Они шли по улице, освещенной утренним солнцем. На перекрестках они останавливались, пропуская встречные машины: не из страха попасть под колеса, а просто потому, что некуда было спешить. Они дошли до Южного Парквэя, держа в зубах только что закуренные сигареты.
- Мне в кино хочется, - сказал Биггер.
- В "Рогале" опять идет "Торговец Хорн". Сейчас много старых картин показывают.
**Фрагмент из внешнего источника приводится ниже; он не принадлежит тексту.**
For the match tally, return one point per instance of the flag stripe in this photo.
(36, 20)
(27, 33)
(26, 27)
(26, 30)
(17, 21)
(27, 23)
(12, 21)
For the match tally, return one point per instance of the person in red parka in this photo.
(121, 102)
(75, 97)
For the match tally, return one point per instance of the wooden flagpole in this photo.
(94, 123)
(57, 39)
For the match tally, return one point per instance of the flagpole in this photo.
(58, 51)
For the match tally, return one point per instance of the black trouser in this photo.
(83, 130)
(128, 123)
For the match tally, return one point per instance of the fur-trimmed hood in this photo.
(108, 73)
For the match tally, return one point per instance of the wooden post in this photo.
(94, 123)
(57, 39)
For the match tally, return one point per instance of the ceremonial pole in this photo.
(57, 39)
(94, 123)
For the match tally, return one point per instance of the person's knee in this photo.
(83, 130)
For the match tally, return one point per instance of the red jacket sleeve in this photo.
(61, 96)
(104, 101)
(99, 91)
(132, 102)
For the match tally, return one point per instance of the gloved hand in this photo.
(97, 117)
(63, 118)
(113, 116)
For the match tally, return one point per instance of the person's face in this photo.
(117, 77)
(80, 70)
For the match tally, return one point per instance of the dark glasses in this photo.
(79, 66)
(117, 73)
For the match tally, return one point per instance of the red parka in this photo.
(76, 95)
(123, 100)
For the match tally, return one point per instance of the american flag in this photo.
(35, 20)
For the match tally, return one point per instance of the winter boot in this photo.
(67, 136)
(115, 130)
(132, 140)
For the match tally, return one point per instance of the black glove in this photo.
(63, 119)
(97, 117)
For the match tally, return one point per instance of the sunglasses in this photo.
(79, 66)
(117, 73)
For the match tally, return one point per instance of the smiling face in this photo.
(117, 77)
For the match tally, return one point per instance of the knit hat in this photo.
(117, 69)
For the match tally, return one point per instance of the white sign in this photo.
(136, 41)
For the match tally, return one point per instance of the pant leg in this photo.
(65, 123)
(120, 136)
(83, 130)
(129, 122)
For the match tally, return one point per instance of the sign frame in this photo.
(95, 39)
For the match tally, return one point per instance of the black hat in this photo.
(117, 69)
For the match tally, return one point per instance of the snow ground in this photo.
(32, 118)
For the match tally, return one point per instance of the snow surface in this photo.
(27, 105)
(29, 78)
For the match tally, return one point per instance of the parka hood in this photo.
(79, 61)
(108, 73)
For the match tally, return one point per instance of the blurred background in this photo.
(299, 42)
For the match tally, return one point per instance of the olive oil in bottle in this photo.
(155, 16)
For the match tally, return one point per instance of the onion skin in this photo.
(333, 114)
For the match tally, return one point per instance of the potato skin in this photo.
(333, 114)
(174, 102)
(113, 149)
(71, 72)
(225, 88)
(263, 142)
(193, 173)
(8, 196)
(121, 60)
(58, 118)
- Сколько там стоит билет?
- Двадцать центов.
- Ладно. Пойдем посмотрим.
Они прошли еще шесть кварталов, молча шагая рядом. Когда они очутились на углу Южного Парквэя и Сорок седьмой улицы, было ровно двенадцать. "Регаль" только что открылся. Биггер помешкал в вестибюле, разглядывая пестрые плакаты, а Джек отправился в кассу. Объявлены были две картины в один сеанс; плакаты к первой, "Ветренице", изображали белых мужчину и женщину, которые купались, нежились на пляже или танцевали в ночных клубах; на плакатах ко второй, "Торговец Хорн", чернокожие дикари плясали на фоне первобытных джунглей. Биггер обернулся и увидел за собой Джека.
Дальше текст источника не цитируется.